I see people being conditioned to expect and ignore AI content. Google’s “AI Overview” famously told us to eat glue pizzaengagement-baiting LinkedIn posts, and across your Facebook and Instagram feeds. But I feel more and more that it’s everywhere, coming from all directions, and completely unavoidable. It’s not that I’m averse to AI-assisted content, nor do I want to be fooled by it. It all feels incredibly creepy, so something must be going on where my brain has become the AI ​​police. You’re spending your day reading, watching, or listening to something, and then suddenly you realize that something is very off. Simply put, it drives me crazy.

Example: Last week, I was listening to an episode of Everyone’s Talkin’ Money, a podcast I’ve listened to on and off about taxes for years, in a desperate attempt to avoid new interpretations of the White House Correspondents’ Dinner shooting (yay). This podcast has been running for years, has a human host named Shari Rush, and has hundreds of episodes. Rush began reading the introductory script. “The change I want you to make today, and this is the change that changes everything, is to start seeing your tax return as information, and not as a bill or a badge of shame.” The script went on and on like this, the AI ​​writing metaphors, and the AI ​​writing metaphors after metaphors. My brain shut down and stopped paying attention to the script, and I began to wonder if Rush was using AI just for the intro script. What about research? Did she edit the script at all? I turned off the podcast.

Later that day, I was scrolling through the Orioles Hangouts forum. This forum is a small community of die-hard fans of the Baltimore Orioles that I’ve been lurking around with for decades. Until recently, it was one of the few places on the internet where you could safely assume it wasn’t full of AI. That’s the case, except now. The site’s administrators started using AI to analyze players’ performance and help write some of their posts. To his credit, he explains how he uses AI and prefaces these posts as AI-assisted analysis. Some of them are interesting. But now, when I browse forums almost every day, I see discussions between posters who have been on the forum for years that seem either too general or not very meaningful. A recent post discussing the return timeline for injured players suggested a ridiculously long recovery time. One poster pointed this out, saying, “You said 10-18 months, but I said position players don’t take that long.” The poster said, “You’re right. 10-18 months was the answer the AI came up with… Consider this a bit of a cautionary tale about trusting AI, and another about the benefits of asking for real medical research on questions like this.” I scroll through the forums every day and chat with ChatGPT. I see people hooking things up to Gemini and copy-pasting their answers for other people to see. In the last 30 years of human community discussing sports, the emergence of AI is inevitable.

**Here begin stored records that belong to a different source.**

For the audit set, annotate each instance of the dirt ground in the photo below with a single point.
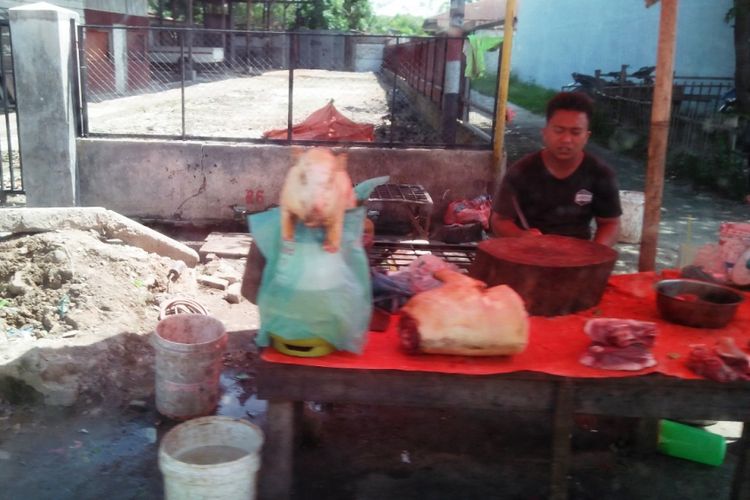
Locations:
(247, 106)
(76, 313)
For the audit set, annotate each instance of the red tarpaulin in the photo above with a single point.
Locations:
(327, 124)
(555, 344)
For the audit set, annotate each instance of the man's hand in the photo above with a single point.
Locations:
(607, 231)
(504, 227)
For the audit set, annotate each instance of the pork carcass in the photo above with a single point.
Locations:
(619, 344)
(464, 317)
(317, 191)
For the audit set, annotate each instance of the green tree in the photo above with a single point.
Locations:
(740, 16)
(342, 15)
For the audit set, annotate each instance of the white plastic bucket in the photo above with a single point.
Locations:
(211, 458)
(188, 364)
(631, 222)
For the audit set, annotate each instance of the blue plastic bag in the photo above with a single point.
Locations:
(306, 292)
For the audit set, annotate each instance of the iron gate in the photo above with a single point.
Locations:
(11, 176)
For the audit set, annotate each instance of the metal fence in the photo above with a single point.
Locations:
(696, 126)
(11, 169)
(420, 63)
(182, 83)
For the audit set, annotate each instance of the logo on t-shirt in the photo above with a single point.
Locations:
(583, 197)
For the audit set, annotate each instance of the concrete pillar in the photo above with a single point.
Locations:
(42, 52)
(120, 57)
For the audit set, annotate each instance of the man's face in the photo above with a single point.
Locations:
(566, 134)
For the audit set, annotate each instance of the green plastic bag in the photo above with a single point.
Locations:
(306, 292)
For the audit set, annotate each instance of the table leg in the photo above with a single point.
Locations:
(740, 482)
(275, 476)
(562, 429)
(647, 435)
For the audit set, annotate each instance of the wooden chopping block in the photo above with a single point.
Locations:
(554, 275)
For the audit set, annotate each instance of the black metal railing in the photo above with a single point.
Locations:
(697, 120)
(211, 84)
(11, 167)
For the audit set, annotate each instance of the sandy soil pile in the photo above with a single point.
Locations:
(65, 283)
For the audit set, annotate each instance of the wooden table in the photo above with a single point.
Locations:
(649, 397)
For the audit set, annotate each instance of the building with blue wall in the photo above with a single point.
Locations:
(558, 37)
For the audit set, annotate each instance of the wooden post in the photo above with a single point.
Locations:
(657, 144)
(498, 142)
(452, 76)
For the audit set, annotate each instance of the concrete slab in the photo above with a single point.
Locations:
(226, 245)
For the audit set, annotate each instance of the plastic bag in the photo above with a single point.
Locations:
(306, 292)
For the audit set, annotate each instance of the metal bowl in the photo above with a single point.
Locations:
(697, 303)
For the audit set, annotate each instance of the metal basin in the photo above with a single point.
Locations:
(697, 303)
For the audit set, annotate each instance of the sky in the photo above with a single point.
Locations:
(421, 8)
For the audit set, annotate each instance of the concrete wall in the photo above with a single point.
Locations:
(201, 182)
(45, 102)
(554, 39)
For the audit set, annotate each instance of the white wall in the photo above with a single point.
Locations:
(554, 39)
(130, 7)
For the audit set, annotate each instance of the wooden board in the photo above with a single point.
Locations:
(554, 275)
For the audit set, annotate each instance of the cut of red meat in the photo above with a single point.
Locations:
(619, 344)
(706, 363)
(732, 356)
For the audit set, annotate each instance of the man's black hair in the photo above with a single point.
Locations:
(571, 101)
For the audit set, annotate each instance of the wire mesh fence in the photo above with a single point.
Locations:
(11, 169)
(226, 84)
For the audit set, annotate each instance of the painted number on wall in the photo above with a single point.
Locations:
(254, 197)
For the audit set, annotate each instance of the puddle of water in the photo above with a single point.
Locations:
(236, 403)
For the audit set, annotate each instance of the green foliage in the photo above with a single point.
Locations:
(339, 15)
(401, 24)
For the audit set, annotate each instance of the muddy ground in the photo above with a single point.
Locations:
(105, 444)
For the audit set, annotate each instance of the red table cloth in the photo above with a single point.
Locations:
(555, 344)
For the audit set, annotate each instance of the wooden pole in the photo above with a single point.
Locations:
(657, 145)
(498, 142)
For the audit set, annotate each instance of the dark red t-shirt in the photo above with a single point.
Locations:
(559, 206)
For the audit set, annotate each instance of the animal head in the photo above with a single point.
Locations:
(314, 178)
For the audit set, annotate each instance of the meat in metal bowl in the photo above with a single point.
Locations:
(697, 303)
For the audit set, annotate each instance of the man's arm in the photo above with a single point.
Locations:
(607, 230)
(505, 227)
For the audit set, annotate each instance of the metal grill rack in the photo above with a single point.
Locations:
(393, 256)
(411, 193)
(408, 204)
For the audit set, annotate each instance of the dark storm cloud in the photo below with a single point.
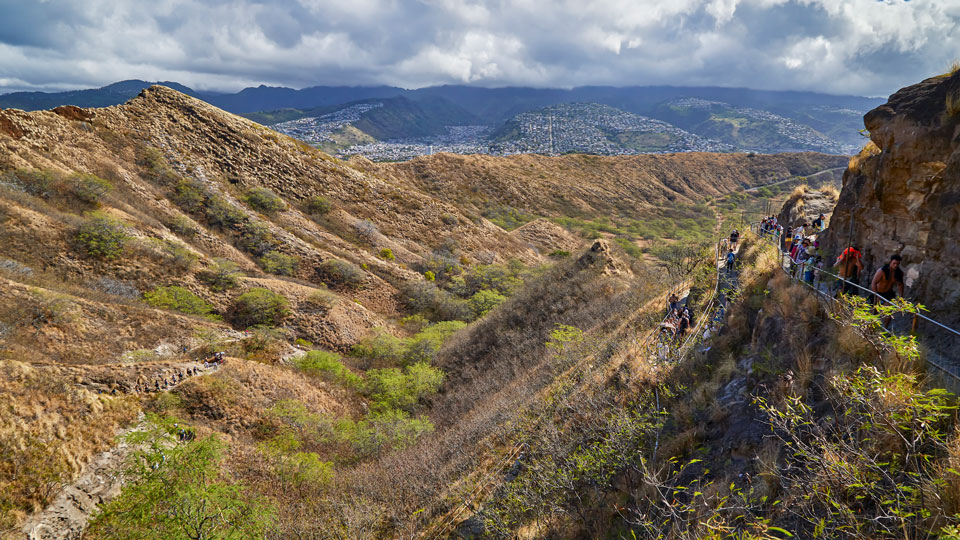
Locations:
(849, 46)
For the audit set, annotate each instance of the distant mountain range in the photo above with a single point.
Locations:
(733, 118)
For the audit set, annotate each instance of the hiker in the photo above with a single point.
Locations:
(851, 265)
(819, 223)
(682, 326)
(674, 300)
(883, 282)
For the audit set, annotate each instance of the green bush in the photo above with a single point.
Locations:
(389, 428)
(221, 276)
(260, 306)
(424, 346)
(433, 302)
(341, 274)
(278, 263)
(483, 301)
(179, 491)
(392, 388)
(380, 345)
(264, 200)
(178, 256)
(89, 188)
(189, 195)
(221, 213)
(322, 299)
(328, 366)
(182, 225)
(317, 206)
(257, 239)
(101, 236)
(177, 299)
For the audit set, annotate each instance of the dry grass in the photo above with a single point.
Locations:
(868, 151)
(830, 191)
(49, 428)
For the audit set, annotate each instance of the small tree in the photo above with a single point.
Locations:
(260, 306)
(264, 200)
(318, 206)
(177, 491)
(101, 236)
(278, 263)
(177, 299)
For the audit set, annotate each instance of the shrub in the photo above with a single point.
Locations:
(37, 182)
(260, 306)
(177, 299)
(423, 347)
(156, 166)
(102, 236)
(323, 299)
(328, 366)
(189, 195)
(278, 263)
(221, 213)
(221, 276)
(317, 206)
(257, 239)
(483, 301)
(435, 303)
(178, 256)
(341, 273)
(264, 200)
(390, 428)
(366, 230)
(179, 491)
(392, 388)
(380, 345)
(182, 225)
(89, 188)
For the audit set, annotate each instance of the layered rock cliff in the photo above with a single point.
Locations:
(902, 193)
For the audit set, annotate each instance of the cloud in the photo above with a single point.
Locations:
(866, 47)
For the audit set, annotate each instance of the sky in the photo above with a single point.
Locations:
(860, 47)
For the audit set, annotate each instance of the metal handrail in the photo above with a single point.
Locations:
(822, 293)
(857, 285)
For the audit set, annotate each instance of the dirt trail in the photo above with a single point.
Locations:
(99, 482)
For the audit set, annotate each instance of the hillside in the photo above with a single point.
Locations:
(748, 120)
(139, 239)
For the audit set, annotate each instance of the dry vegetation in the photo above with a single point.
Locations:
(147, 236)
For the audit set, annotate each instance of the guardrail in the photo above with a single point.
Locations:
(774, 240)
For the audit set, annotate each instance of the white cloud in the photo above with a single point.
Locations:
(845, 46)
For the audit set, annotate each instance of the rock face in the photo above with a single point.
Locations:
(902, 193)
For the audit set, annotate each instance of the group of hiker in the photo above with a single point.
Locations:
(807, 261)
(679, 319)
(165, 382)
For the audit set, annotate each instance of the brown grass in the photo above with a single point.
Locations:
(868, 151)
(49, 428)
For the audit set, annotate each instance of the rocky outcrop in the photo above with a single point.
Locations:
(902, 193)
(806, 204)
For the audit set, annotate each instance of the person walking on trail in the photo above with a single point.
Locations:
(674, 302)
(851, 265)
(888, 276)
(819, 223)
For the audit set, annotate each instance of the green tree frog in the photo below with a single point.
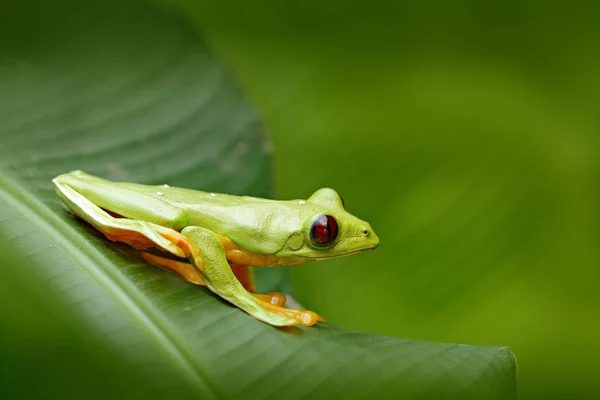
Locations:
(213, 238)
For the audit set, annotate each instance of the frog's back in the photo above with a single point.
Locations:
(256, 224)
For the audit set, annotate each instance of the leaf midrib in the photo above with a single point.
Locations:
(113, 284)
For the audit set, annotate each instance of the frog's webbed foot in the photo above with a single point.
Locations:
(211, 264)
(185, 270)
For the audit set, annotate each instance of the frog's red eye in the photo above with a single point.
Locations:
(324, 230)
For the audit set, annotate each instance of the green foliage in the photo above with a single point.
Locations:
(128, 91)
(467, 134)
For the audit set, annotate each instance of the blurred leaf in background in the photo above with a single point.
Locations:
(128, 90)
(467, 133)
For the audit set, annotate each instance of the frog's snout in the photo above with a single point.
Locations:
(371, 238)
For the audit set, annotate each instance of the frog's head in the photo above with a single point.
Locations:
(327, 230)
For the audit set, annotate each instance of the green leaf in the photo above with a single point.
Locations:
(129, 91)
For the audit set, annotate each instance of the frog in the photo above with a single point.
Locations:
(215, 239)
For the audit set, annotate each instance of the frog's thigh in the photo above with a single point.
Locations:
(138, 234)
(125, 201)
(219, 277)
(185, 270)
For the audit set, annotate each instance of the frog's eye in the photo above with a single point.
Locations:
(324, 230)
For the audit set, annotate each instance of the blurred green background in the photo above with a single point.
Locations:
(467, 134)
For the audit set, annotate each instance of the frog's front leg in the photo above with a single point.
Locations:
(207, 255)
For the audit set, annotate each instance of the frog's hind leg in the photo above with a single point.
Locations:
(139, 234)
(185, 270)
(211, 264)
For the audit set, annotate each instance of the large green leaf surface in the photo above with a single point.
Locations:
(129, 91)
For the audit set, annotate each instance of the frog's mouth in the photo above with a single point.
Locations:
(341, 255)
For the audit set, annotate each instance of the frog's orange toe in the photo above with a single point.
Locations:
(273, 298)
(301, 317)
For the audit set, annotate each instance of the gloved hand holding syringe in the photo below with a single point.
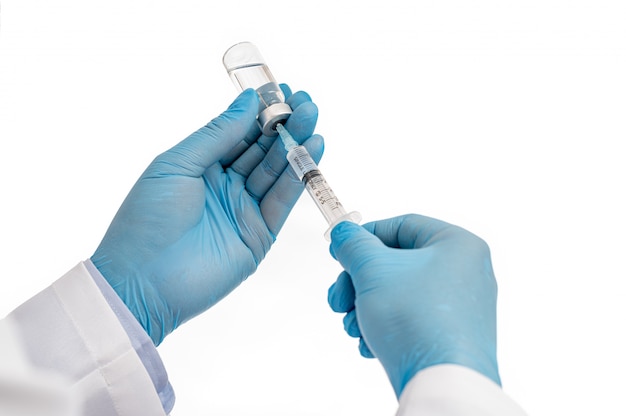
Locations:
(247, 69)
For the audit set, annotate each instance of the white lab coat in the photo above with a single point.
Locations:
(65, 352)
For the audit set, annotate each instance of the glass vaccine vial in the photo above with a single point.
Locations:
(247, 69)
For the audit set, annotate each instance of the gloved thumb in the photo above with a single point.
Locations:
(210, 143)
(358, 251)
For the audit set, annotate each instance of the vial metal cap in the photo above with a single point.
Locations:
(247, 69)
(271, 116)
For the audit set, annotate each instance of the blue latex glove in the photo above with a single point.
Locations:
(417, 292)
(203, 215)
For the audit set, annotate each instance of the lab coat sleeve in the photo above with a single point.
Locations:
(453, 390)
(70, 329)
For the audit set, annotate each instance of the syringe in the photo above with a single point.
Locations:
(315, 183)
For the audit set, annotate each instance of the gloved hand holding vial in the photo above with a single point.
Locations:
(248, 69)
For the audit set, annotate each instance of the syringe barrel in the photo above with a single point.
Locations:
(316, 185)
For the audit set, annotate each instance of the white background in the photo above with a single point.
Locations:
(507, 118)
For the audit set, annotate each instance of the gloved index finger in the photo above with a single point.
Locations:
(352, 246)
(208, 145)
(409, 231)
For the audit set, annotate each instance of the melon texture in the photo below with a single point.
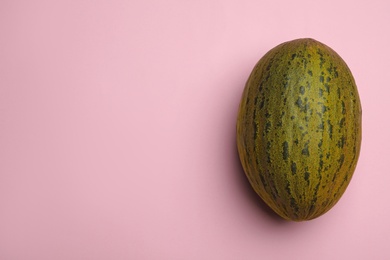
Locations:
(299, 128)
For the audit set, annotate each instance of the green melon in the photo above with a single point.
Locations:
(299, 128)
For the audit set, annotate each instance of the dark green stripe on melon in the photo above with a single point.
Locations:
(299, 128)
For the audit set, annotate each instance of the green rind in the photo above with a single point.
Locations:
(299, 128)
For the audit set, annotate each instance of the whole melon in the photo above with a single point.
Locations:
(299, 128)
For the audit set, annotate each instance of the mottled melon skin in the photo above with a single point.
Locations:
(299, 128)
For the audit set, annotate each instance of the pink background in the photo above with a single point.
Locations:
(117, 130)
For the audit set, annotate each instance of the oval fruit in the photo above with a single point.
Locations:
(299, 128)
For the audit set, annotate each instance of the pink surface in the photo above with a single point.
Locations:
(117, 130)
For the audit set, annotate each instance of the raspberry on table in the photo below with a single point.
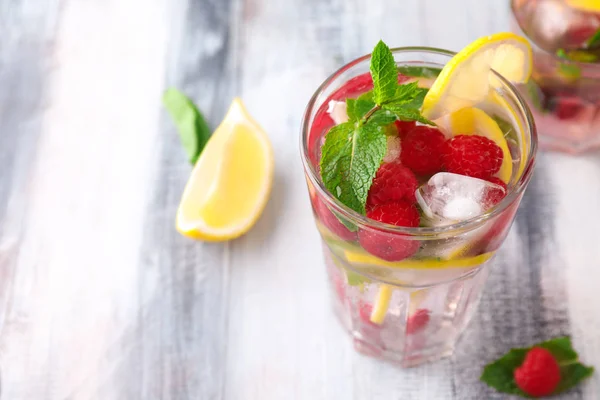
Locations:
(330, 221)
(422, 150)
(392, 182)
(389, 246)
(404, 127)
(539, 375)
(472, 155)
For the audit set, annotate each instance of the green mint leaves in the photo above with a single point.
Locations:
(500, 373)
(354, 150)
(350, 158)
(191, 125)
(384, 73)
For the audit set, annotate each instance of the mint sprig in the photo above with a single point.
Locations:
(500, 373)
(384, 73)
(191, 125)
(354, 150)
(350, 158)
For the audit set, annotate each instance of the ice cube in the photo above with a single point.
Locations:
(338, 112)
(448, 198)
(393, 149)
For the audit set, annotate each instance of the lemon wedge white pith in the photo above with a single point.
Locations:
(466, 79)
(231, 181)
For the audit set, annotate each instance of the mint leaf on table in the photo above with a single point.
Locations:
(593, 41)
(191, 125)
(500, 373)
(384, 73)
(351, 156)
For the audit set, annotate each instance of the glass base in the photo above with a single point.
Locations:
(405, 326)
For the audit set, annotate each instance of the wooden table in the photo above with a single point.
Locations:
(100, 298)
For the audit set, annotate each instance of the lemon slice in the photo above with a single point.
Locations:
(231, 181)
(497, 105)
(466, 79)
(473, 121)
(585, 5)
(428, 263)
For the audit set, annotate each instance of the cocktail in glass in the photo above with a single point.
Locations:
(413, 310)
(564, 91)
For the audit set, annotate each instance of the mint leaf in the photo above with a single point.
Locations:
(350, 158)
(404, 93)
(382, 118)
(407, 114)
(191, 125)
(419, 72)
(358, 108)
(384, 73)
(500, 373)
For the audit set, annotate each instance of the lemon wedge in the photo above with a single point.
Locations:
(473, 121)
(429, 263)
(466, 79)
(231, 181)
(585, 5)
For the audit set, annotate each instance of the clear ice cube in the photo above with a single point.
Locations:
(338, 111)
(449, 198)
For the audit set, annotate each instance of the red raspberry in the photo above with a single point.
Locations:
(392, 182)
(385, 245)
(494, 196)
(422, 150)
(403, 127)
(330, 221)
(472, 155)
(417, 321)
(539, 374)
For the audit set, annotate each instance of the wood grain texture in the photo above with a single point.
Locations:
(100, 298)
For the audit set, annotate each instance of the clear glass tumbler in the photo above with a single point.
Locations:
(411, 311)
(564, 95)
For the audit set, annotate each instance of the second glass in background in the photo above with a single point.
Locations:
(564, 90)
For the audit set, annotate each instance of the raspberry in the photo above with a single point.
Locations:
(494, 196)
(472, 155)
(404, 127)
(389, 246)
(539, 374)
(422, 150)
(417, 321)
(330, 221)
(392, 182)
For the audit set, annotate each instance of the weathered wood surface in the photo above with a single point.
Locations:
(100, 298)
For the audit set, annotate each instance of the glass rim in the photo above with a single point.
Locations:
(582, 64)
(353, 216)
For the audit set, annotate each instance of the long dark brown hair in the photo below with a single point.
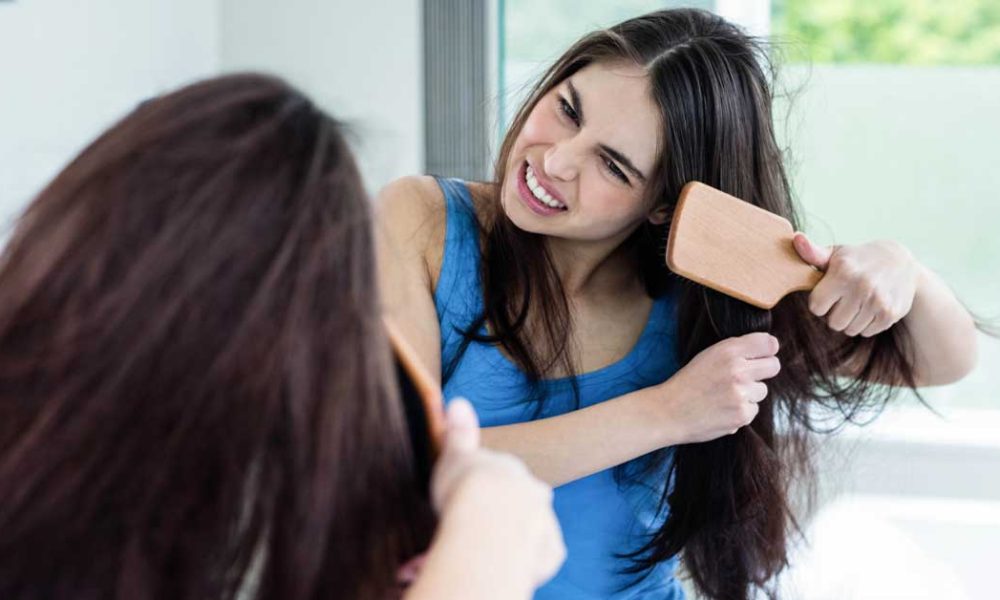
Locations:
(729, 501)
(196, 397)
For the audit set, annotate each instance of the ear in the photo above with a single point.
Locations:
(660, 215)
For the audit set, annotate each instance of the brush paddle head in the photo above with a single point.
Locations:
(736, 248)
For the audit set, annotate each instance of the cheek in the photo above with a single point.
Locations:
(608, 200)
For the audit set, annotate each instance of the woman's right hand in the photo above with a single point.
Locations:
(498, 536)
(718, 391)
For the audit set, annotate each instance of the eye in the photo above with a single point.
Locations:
(614, 170)
(569, 111)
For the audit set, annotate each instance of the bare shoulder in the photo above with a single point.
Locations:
(408, 200)
(410, 214)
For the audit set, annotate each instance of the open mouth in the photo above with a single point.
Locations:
(535, 195)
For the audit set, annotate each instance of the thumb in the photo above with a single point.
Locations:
(814, 254)
(462, 426)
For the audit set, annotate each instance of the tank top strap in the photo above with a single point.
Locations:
(458, 296)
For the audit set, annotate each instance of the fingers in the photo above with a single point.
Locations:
(462, 426)
(757, 345)
(862, 321)
(763, 368)
(814, 254)
(846, 309)
(756, 392)
(823, 297)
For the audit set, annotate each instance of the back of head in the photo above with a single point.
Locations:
(194, 386)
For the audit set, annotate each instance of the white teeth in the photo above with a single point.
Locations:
(539, 192)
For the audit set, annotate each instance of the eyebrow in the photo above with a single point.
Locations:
(574, 96)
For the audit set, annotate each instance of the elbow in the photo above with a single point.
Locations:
(962, 360)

Of course, I’m not the only one. A friend of mine has been sending me screenshots of texts she received from someone she started dating, and she suspects he’s cheating on her using ChatGPT. I’ve received apparently AI-generated apologies and excuses from people trying to escape social engagement. I once attended a wedding where the speech felt like it was partially generated by AI.

Recent PEW poll We showed that people think it’s important to be able to tell whether an image, video, or text is generated by AI, created with the assistance of AI, or written by a human. It also became clear that the majority of people do not believe they can tell the difference between works created by AI and works created by humans. Studies have repeatedly shown that humans judge AI-generated art and writing more harshly than human works. Journal of Experimental Psychology They found that when people know or perceive a text as being generated by AI, it is “very difficult to mitigate” and “very persistent over the study period, across different metrics, contexts, and different types of written content.” Simply put, I’m not the only one who hates or finds AI writing text annoying. Even when AI writing is “better,” it often feels bland, weird, and formulaic. Author Eve Fairbanks I wrote a thread the other day “What matters for AI is not the rhythm, wording, or factual errors; it is that the problems with *all these elements* exist equally and simultaneously.”